En arrivant trop tôt ce matin au casino Bratislava, la ferveur de 23h59 s’est éclipsée depuis quelques heures. Les vainqueurs, eux, dorment du sommeil de ceux qui ont vu juste. Ne restent que les joueurs, les vrais joueur, ceux qui se fichent bien de gagner et de décaver. Le parfum capiteux qui flotte dans les casinos et les clubs de jeux du monde entier (une amie, ancienne responsable d’un cercle de jeu parisien, m’avait un jour confié que cette odeur si typique aux établissements de jeux, constituait pour elle une madeleine de Proust olfactive, comme l’odeur du poulet dominical, qui la réconfortait immédiatement, par habitude) a depuis longtemps été dissipé par l’odeur du tabac froid. Au sous-sol, machines à sous sous la forme modernes, roulettes électroniques ou avec  croupier et tables de blackjack accueillent une dizaine d’irréductibles. Des joueurs locaux, habitués de ces wee hours où l’on joue par habitude, manque d’envie, voire lassitude. C’est l’illustration presque plastique de la grande théorie psychanalytique du joueur pathologique : il préfère perdre, afin d’avoir une raison de se plaindre —et donc d’être écouté, réconforté, materné.
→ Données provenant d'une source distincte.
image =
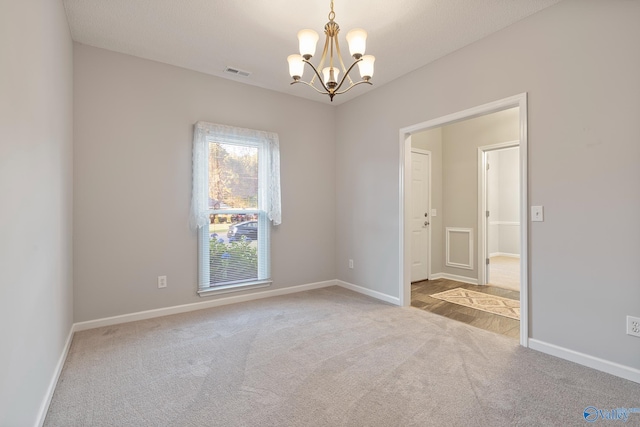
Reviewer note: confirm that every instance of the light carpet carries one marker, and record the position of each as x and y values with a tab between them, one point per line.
480	301
328	357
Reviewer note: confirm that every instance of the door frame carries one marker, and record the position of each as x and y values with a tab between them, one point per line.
483	230
428	154
404	261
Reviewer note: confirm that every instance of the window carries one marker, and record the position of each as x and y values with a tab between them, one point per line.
236	193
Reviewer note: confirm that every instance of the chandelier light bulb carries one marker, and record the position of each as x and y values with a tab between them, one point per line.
357	39
326	73
366	67
330	75
296	66
307	40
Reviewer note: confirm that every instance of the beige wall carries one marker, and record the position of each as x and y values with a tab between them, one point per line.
579	63
460	142
508	202
132	155
36	94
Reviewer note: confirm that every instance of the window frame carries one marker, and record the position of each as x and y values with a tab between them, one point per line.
268	200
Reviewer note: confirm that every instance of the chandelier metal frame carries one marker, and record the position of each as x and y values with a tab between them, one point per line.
330	85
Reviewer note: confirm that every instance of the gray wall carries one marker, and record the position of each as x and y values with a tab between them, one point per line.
579	62
36	94
132	157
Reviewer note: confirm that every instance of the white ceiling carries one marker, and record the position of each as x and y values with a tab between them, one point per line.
258	35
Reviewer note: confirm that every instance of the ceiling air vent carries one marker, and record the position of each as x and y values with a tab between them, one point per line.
236	72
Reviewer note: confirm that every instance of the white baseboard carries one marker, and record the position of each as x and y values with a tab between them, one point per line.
505	254
455	277
593	362
369	292
184	308
44	406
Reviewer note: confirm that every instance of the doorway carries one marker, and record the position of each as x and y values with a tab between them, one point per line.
420	214
499	197
464	236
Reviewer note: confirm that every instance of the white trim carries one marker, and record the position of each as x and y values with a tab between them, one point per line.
44	406
368	292
504	254
455	277
184	308
622	371
448	262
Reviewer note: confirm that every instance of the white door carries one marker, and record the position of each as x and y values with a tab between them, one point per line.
420	215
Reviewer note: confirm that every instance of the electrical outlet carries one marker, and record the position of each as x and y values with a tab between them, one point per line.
162	281
537	213
633	326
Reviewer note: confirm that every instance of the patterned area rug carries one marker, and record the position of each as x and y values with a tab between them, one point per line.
490	303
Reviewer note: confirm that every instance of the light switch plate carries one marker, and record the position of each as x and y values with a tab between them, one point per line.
537	213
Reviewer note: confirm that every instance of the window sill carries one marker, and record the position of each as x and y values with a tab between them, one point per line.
237	287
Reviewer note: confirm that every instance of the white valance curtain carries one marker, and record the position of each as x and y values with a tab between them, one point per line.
204	132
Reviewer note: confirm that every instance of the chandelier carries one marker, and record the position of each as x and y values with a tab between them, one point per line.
328	80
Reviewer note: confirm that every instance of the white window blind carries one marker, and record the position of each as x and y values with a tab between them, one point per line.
236	192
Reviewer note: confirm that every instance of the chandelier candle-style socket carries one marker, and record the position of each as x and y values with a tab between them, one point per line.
307	40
La gagne, la ouinne, n’est pourtant pas interdite. Au hasard d’un billet de 50 € transformé en quelques minutes en plusieurs billets verts, on se découvre repartir les poches pleines, laissant derrière nous, très vite, le tabac froid, les mines grises, les cafés tièdes du buffet, les roulettes qui tournent dans le vide. A l’étage, les tournois de poker n’ont pas encore repris. Il faudra attendre midi, et l’arrivée d’une flopée de WIP (icônes télévisuelles, influenceurs, sportifs, etc.) ainsi que de joueurs pros pour que la fête reprenne et puisse battre son plein. Et là, peu importe la gagne tant qu’il y a le fun.